Légaliser la GPA exemplifierait la tactique du « pied dans l’encoignure de la porte ». Une fois le principe de la GPA acquis, des soi-disant « avancées législatives » ne manqueraient pas de proliférer pour en élargir sans cesse les conditions d’accès.

La GPA est contraire aux droits de l’enfant

Et l’enfant là-dedans ? Qu’en est-il du bébé qui à sa naissance est séparé de sa mère pour être donné, ou plutôt livré, aux parents d’intention ? Au prix d’un effort considérable, la mère gestatrice est parfois capable de ne pas s’attacher à l’enfant qui grandit en elle. Mais qui n’a pas vu les vidéos des mères porteuses indiennes pleurant à chaudes larmes lorsqu’on leur arrachait leur enfant ? Et l’enfant qui grandit dans le sein de sa mère, comment pourrait-il ne pas s’y attacher ? Les dommages psychologiques de la séparation d’un bébé avec sa mère commencent à être observés dans les cabinets des psychologues (voyez les travaux de Françoise Dolto).

A ces difficultés s’ajoutent celles du brouillage dans la filiation induit par la GPA. Comment l’enfant pourrait-il s’y retrouver et construire son identité s’il est issu d’une mère porteuse et de gamètes (spermatozoïde, ovule) provenant de donneurs anonymes pour être ensuite adopté par son ou ses parents légaux ? Le plus souvent, dans la GPA, le droit de l’enfant à connaître ses origines biologiques est totalement nié.

Il n’y a pas de GPA « éthique » ou « altruiste »

La gestation pour autrui « éthique » ou « altruiste » n’existe pas. La mère porteuse reçoit toujours de l’argent sous forme de défraiements, compensations, indemnités etc. qui ne sont le plus souvent qu’un salaire déguisé. De plus, comment contrôler effectivement qu’une rémunération n’est pas versée à la mère porteuse, éventuellement sous forme de « cadeaux » ? Il est particulièrement hypocrite de distinguer entre une GPA qui serait désintéressée, altruiste et donc bonne, et une GPA où la mère de substitution reçoit une rémunération et qui serait alors commerciale et mauvaise. En définitive, la GPA est nécessairement commerciale.
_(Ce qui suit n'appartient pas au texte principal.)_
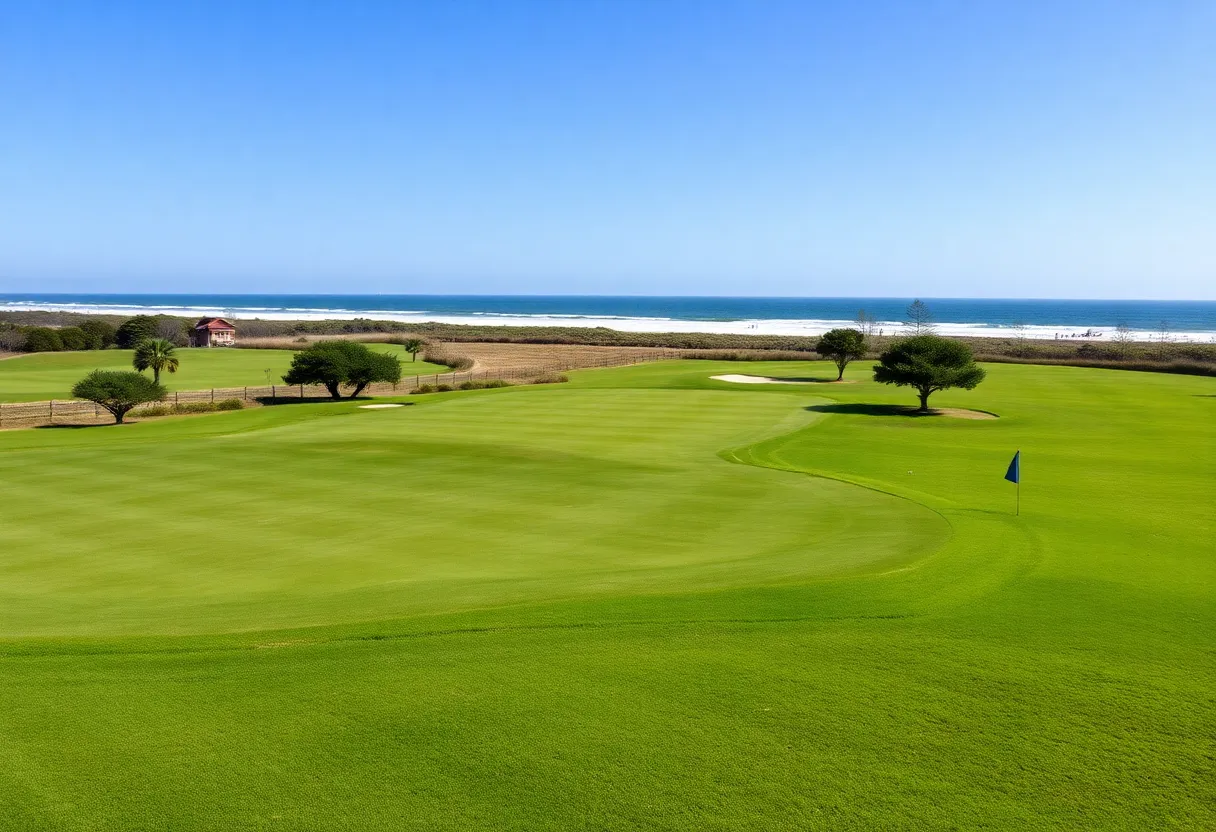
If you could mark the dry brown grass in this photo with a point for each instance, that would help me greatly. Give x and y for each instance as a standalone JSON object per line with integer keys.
{"x": 300, "y": 341}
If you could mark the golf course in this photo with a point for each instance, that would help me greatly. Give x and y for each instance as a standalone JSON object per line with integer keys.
{"x": 44, "y": 376}
{"x": 642, "y": 600}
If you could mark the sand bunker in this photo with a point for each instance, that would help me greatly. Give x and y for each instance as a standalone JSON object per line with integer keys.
{"x": 738, "y": 378}
{"x": 960, "y": 412}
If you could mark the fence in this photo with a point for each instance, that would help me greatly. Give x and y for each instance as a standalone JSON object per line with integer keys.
{"x": 37, "y": 414}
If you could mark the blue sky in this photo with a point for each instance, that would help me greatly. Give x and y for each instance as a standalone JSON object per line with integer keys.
{"x": 583, "y": 146}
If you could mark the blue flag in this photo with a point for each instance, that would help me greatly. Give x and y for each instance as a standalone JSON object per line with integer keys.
{"x": 1014, "y": 473}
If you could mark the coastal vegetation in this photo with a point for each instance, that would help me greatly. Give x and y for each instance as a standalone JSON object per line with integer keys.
{"x": 337, "y": 364}
{"x": 643, "y": 599}
{"x": 43, "y": 376}
{"x": 928, "y": 364}
{"x": 842, "y": 347}
{"x": 1163, "y": 353}
{"x": 156, "y": 354}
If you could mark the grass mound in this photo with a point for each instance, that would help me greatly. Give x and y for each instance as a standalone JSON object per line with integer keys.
{"x": 619, "y": 603}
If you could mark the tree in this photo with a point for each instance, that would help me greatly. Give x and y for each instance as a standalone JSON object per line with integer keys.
{"x": 134, "y": 330}
{"x": 928, "y": 364}
{"x": 842, "y": 346}
{"x": 99, "y": 332}
{"x": 73, "y": 338}
{"x": 118, "y": 391}
{"x": 172, "y": 330}
{"x": 1124, "y": 337}
{"x": 43, "y": 339}
{"x": 156, "y": 354}
{"x": 11, "y": 338}
{"x": 414, "y": 346}
{"x": 335, "y": 364}
{"x": 919, "y": 319}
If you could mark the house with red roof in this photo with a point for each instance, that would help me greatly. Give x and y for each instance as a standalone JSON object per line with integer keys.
{"x": 213, "y": 332}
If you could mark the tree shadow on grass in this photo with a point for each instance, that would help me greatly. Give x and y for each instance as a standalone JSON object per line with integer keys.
{"x": 857, "y": 409}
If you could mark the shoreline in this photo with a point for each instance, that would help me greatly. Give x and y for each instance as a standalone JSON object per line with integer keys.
{"x": 637, "y": 325}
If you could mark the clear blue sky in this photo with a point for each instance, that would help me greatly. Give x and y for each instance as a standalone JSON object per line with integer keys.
{"x": 578, "y": 146}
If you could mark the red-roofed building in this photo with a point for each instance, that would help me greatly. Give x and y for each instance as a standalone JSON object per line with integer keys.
{"x": 213, "y": 332}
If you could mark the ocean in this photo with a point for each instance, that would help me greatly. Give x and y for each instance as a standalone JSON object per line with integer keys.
{"x": 1186, "y": 320}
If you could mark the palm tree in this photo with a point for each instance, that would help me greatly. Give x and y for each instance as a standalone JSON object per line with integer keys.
{"x": 158, "y": 354}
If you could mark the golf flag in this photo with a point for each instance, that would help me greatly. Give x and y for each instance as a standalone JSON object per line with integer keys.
{"x": 1014, "y": 473}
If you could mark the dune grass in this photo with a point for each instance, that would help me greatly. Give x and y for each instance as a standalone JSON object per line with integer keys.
{"x": 43, "y": 376}
{"x": 619, "y": 603}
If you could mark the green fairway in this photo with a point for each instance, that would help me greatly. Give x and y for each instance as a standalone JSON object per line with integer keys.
{"x": 619, "y": 603}
{"x": 43, "y": 376}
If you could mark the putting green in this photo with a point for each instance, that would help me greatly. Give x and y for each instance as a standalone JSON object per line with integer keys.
{"x": 43, "y": 376}
{"x": 619, "y": 603}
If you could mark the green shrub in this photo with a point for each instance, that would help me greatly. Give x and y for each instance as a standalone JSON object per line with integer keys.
{"x": 485, "y": 384}
{"x": 927, "y": 364}
{"x": 43, "y": 339}
{"x": 437, "y": 354}
{"x": 342, "y": 363}
{"x": 100, "y": 333}
{"x": 118, "y": 392}
{"x": 134, "y": 330}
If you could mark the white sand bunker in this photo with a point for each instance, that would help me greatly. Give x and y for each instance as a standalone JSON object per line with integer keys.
{"x": 738, "y": 378}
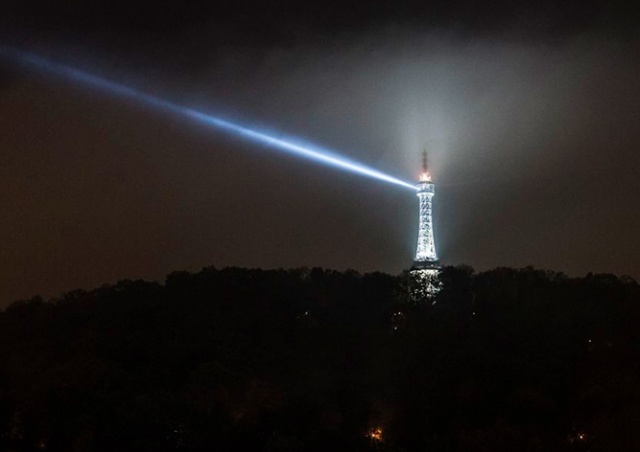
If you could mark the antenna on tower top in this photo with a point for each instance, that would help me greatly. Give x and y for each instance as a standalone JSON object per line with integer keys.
{"x": 424, "y": 175}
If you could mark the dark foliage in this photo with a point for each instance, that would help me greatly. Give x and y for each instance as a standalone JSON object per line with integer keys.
{"x": 235, "y": 359}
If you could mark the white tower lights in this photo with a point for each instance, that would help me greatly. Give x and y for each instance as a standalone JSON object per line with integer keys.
{"x": 426, "y": 257}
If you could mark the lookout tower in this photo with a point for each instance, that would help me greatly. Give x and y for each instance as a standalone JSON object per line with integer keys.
{"x": 426, "y": 257}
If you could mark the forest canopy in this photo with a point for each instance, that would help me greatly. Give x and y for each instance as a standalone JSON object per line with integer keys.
{"x": 314, "y": 359}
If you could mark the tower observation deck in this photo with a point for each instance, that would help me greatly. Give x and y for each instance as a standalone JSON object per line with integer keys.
{"x": 426, "y": 257}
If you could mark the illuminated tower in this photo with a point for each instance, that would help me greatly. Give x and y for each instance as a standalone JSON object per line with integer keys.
{"x": 426, "y": 257}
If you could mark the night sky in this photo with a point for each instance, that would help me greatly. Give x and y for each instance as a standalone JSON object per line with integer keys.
{"x": 530, "y": 113}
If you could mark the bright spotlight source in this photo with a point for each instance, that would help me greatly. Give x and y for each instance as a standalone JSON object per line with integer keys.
{"x": 302, "y": 150}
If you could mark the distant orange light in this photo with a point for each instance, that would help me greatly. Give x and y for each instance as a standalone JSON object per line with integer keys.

La seule décision authentiquement humaine est d’interdire la GPA aussi bien en Belgique qu’au niveau international. La question est si fondamentale qu’elle dépasse les clivages traditionnels. Aussi bien à gauche qu’à droite, les voix sont nombreuses pour demander l’interdiction de la GPA. Des personnalités féministes comme Isabella Lenarduzzi, Malika Hamidi et Marie-Anne Frison-Roche, ainsi que les associations féministes comme l’Université des femmes et le CoRP s’opposent à toute forme de maternité de substitution. Dans beaucoup de pays comme la France, la Suède, la Norvège, la GPA est illégale.

Une interdiction de la GPA permettrait aussi d’empêcher la présence à Bruxelles de sociétés comme Babybloom ou Men having babies qui organisent des événements pro-GPA, au mépris des droits fondamentaux des femmes et des enfants.